Quickpack schließt spätestens in einem halben Jahr seine Produktion. 70 Mitarbeiter verlieren ihren Job. Foto: Quickpack

Der Hersteller von Verpackungsfolien verlagert in spätestens einem halben Jahr seine Alufolien-Herstellung nach Düren im Rheinland. 70 Mitarbeiter verlieren dann ihren Job. Nur Verwaltung und Vertrieb bleiben noch in der Stadt.

Renningen - Der Blick auf die Internetseite der Renninger Firma Quickpack überrascht zunächst. Dort abgebildet, in der Rubrik „Über uns“, ist das große Fertigungswerk in Düren, gelegen zwischen Köln und Aachen. Doch eigentlich befindet sich der Hauptsitz des Herstellers für Verpackungsfolien im Renninger Gewerbegebiet Raitestraße – noch. Denn spätestens bis zur Mitte des kommenden Jahres gehen bei der Quickpack-Produktion am Rankbach die Lichter aus.

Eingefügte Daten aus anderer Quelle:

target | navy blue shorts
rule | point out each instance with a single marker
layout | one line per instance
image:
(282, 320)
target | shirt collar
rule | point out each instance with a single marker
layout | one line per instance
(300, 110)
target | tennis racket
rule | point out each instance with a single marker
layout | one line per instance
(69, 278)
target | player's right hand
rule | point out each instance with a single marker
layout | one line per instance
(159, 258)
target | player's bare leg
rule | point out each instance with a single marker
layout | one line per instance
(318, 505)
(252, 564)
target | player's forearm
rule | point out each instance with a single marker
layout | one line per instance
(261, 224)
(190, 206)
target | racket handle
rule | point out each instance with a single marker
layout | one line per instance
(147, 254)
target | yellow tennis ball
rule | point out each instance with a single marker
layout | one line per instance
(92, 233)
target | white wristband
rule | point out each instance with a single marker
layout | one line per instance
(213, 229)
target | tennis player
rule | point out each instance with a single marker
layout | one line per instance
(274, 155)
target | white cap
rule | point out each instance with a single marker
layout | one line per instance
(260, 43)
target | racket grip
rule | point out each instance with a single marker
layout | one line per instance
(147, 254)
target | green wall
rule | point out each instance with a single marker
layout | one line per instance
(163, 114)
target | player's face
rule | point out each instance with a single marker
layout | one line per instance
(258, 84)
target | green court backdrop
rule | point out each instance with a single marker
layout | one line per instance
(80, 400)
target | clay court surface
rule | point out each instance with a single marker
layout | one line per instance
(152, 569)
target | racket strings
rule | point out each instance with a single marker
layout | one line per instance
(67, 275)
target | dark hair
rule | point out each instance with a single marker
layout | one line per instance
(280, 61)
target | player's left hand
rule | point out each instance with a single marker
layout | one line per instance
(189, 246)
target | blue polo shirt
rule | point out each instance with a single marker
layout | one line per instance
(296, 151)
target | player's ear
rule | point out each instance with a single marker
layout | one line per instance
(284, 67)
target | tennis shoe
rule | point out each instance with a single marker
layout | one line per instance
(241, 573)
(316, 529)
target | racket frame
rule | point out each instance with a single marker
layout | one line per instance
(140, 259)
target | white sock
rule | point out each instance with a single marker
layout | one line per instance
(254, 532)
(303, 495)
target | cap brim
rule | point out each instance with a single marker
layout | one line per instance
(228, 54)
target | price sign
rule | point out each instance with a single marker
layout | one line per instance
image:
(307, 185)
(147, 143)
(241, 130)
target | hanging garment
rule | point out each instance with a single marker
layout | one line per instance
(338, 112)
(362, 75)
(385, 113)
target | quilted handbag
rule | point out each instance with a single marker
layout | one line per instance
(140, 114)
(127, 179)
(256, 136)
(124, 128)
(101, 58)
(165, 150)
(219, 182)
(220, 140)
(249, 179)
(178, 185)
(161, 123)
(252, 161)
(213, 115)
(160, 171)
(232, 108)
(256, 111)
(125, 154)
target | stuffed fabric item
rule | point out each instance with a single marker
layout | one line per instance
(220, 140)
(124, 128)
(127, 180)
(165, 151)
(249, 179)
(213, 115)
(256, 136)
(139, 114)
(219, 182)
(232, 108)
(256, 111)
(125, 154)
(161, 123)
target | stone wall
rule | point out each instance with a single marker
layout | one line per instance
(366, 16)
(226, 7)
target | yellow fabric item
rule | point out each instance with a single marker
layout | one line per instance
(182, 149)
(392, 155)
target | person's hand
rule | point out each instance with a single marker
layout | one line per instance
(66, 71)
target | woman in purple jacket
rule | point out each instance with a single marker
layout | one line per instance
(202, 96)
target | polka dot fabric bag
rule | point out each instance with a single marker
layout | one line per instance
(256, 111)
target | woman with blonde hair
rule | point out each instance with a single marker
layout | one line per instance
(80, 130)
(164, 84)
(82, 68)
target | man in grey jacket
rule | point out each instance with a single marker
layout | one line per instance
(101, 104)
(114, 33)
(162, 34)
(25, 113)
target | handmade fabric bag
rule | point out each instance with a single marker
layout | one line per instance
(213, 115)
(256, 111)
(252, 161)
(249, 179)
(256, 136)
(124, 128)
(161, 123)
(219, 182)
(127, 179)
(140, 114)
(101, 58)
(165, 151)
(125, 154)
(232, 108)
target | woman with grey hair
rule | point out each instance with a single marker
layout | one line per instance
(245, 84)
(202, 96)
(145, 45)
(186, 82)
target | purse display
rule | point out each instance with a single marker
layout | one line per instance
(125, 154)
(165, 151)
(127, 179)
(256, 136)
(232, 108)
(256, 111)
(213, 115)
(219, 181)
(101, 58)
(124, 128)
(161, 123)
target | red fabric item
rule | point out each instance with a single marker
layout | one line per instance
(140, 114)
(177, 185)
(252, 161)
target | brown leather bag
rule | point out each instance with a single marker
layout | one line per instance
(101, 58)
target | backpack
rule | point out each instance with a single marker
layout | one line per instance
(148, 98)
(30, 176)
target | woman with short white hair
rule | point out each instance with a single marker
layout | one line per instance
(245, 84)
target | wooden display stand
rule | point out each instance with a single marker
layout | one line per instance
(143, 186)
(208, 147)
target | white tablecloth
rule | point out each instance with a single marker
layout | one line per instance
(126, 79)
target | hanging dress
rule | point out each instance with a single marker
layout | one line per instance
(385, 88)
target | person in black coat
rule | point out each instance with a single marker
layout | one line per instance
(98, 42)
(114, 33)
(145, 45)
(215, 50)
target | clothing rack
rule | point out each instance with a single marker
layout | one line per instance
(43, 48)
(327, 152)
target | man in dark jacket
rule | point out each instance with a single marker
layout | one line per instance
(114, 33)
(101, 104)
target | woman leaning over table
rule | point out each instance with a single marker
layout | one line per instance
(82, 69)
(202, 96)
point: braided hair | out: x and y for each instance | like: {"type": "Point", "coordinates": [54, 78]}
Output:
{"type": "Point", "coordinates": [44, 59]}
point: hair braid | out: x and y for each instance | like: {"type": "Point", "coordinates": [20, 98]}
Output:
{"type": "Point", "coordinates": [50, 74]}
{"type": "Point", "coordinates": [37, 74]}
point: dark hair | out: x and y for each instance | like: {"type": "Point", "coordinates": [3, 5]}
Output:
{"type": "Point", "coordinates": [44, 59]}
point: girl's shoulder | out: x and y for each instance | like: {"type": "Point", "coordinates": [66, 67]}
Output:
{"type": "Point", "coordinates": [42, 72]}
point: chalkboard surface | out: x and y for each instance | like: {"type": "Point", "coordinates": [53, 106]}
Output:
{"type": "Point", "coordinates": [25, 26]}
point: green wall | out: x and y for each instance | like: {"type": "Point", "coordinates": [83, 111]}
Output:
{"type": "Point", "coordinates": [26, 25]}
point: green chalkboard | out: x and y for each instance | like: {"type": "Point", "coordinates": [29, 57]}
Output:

Zwar bleiben der Vertrieb und die Verwaltung weiterhin in der Benzstraße. Die Alufolie, die das Unternehmen in Renningen herstellt, wird von Mitte nächsten Jahres in Nordrhein-Westfalen produziert. 70 der 100 Beschäftigten stehen ohne Job da.

Die Gewinne bleiben aus

„Eine Katastrophe“, sagt der Geschäftsführer Jörg Schwaderer, „mir tut die Sache im Herzen weh.“ Bei einer Betriebsversammlung am Freitagmittag erfuhr die Belegschaft von den Plänen der Firmenleitung. „Die Reaktion der Mitarbeiter waren betretenen Mienen und Trauer“, berichtet der Firmenchef, der die schlechte Nachricht selbst überbringen musste.

Warum ist die Firma in Schieflage geraten? „Unsere Produkte verteuern sich durch ein Anti-Dumping-Verfahren der EU“, erklärt Schwaderer, „außerdem hat sich unsere Kundenstruktur verändert.“ Deswegen ziehe der Betrieb mit seinen insgesamt 350 Mitarbeitern eine zentralere Lage innerhalb der Bundesrepublik vor. Und zwar um, wie der Geschäftsführer sagt, „näher bei den Kunden zu sein.“ Außer dem Werk in Düren, welches das Unternehmen 1988 eröffnet hatte, betreibt die Firma noch einen Standort in Magdeburg.

Steigende Logistikkosten durch schwindende Aufträge – so könne man die Lage umschreiben, so Schwaderer. 150 Millionen Euro Jahresumsatz generiert das Unternehmen. „In den vergangenen Jahren haben wir allerdings keinen Gewinn mehr gemacht“, klagt der Geschäftsführer.

Noch vor wenigen Jahren hatte das ganz anders ausgesehen. Das Unternehmen erweiterte 2007 seinen Komplex im Renninger Industriegebiet, schaffte neue Maschinen an und stellte regelmäßig Mitarbeiter ein. Dann kam der Einbruch.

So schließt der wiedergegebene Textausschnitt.